Under the secured financing transactions described above, securities available for sale with a fair value of $6.3 billion and $2.3 billion at September 30, 2012 and December 31, 2011, respectively, and trading securities with a fair value of $2.4 billion and $2.8 billion at September 30, 2012 and December 31, 2011, respectively, were pledged to counterparties.

Prior to January 1, 2012, in the case of repurchase agreements where AIG did not obtain collateral sufficient to fund substantially all of the cost of purchasing identical replacement securities during the term of the contract (generally less than 90 percent of the security value), AIG accounted for the transaction as a sale of the security and reported the obligation to repurchase the security as a derivative contract. Effective January 1, 2012, the level of collateral received by the transferor in a repurchase agreement or similar arrangement is no longer relevant in determining whether the transaction should be accounted for as a sale. There were no repurchase agreements accounted for as sales as of September 30, 2012. The fair value of securities transferred under repurchase agreements accounted for as sales was $ 2.1 billion at December 31, 2011.

AIG also enters into agreements in which securities are purchased by AIG under agreements to resell (reverse repurchase agreements), which are accounted for as secured financing transactions and reported as short-term investments or other assets, depending on their terms. For these transactions, AIG takes possession of or obtains a security interest in the related securities, and AIG has the right to sell or repledge this collateral received. The fair value of securities collateral pledged to AIG was $7.5 billion and $6.8 billion at September 30, 2012 and December 31, 2011, respectively, of which $1.7 billion and $122 million was repledged by AIG.

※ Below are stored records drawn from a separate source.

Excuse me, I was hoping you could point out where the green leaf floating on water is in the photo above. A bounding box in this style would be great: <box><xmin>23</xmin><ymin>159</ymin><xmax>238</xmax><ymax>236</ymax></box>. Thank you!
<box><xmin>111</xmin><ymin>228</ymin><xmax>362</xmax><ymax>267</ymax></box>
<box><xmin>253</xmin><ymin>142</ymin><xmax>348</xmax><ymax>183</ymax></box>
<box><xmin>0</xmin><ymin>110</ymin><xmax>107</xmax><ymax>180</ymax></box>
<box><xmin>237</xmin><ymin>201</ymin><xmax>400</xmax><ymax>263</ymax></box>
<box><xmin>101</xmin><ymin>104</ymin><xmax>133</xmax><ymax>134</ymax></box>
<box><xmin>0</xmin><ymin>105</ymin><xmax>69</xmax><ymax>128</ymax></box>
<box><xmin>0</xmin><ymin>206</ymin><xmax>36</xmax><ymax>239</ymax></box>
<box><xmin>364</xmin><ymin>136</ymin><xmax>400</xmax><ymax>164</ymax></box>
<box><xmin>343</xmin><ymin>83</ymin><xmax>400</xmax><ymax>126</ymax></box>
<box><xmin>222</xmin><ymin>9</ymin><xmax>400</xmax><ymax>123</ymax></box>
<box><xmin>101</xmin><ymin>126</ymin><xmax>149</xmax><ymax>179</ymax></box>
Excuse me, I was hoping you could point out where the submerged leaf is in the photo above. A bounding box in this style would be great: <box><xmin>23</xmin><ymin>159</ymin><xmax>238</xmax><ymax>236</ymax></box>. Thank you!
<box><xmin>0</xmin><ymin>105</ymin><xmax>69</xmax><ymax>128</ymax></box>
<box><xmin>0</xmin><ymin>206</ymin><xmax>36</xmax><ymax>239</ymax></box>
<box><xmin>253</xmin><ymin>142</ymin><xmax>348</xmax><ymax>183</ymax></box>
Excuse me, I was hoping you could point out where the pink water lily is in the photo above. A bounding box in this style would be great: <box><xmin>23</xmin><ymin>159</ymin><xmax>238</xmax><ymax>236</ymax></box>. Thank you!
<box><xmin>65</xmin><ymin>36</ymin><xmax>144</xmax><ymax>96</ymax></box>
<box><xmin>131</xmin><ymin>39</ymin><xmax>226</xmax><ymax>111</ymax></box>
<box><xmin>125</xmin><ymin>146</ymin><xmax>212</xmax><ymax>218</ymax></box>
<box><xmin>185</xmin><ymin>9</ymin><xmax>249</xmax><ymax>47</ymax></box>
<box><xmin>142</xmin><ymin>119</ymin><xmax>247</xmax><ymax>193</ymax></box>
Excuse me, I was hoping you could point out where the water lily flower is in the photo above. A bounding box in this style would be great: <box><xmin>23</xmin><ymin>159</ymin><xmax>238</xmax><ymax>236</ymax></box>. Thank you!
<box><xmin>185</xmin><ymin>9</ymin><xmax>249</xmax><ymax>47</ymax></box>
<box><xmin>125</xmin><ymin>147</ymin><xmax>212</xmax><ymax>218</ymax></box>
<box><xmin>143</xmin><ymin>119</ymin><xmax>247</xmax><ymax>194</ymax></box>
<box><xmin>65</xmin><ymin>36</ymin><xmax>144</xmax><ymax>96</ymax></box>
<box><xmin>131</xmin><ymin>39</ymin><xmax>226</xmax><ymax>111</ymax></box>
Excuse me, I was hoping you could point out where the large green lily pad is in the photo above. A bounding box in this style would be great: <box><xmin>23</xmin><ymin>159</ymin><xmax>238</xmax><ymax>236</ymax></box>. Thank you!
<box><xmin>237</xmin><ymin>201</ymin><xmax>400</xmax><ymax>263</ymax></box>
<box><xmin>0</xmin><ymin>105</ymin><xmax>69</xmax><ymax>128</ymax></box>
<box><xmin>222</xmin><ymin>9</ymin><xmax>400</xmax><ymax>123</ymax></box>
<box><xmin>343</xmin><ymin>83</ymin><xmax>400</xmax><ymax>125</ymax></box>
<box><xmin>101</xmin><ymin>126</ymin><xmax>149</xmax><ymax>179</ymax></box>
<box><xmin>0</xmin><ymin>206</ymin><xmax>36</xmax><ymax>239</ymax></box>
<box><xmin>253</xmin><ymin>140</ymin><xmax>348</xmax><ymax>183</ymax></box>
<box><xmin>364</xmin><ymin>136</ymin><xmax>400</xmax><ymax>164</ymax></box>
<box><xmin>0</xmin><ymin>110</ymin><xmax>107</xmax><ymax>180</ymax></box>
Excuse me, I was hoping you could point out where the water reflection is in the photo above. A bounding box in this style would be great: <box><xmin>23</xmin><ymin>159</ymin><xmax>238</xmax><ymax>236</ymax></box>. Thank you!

Insurance – Statutory and Other Deposits

 

Total carrying values of cash and securities deposited by AIG's insurance subsidiaries under requirements of regulatory authorities or other insurance-related arrangements, including certain annuity-related obligations and certain reinsurance agreements, were $9.0 billion and $9.8 billion at September 30, 2012 and December 31, 2011, respectively.

Other Pledges

 

Certain AIG subsidiaries are members of Federal Home Loan Banks (FHLBs), and such membership requires the members to own stock in these FHLBs. AIG subsidiaries owned an aggregate of $84 million and $77 million of stock in FHLBs at September 30, 2012 and December 31, 2011, respectively. To the extent an AIG subsidiary borrows from the FHLB, its ownership interest in the stock of FHLBs will be pledged to the FHLB. In addition, AIG subsidiaries have pledged securities available for sale with a fair value of $95 million at September 30, 2012, associated with advances from the FHLBs.

Certain GIAs have provisions that require collateral to be posted or payments to be made by AIG upon a downgrade of AIG's long-term debt ratings. The actual amount of collateral required to be posted to the counterparties in the event of such downgrades, and the aggregate amount of payments that AIG could be required to make, depends on market conditions, the fair value of outstanding affected transactions and other factors prevailing at and after the time of the downgrade. The fair value of securities pledged as collateral with respect to these obligations approximated $4.7 billion and $5.1 billion at September 30, 2012 and December 31, 2011, respectively. This collateral primarily consists of securities of the U.S. government and government sponsored entities and generally cannot be repledged or resold by the counterparties.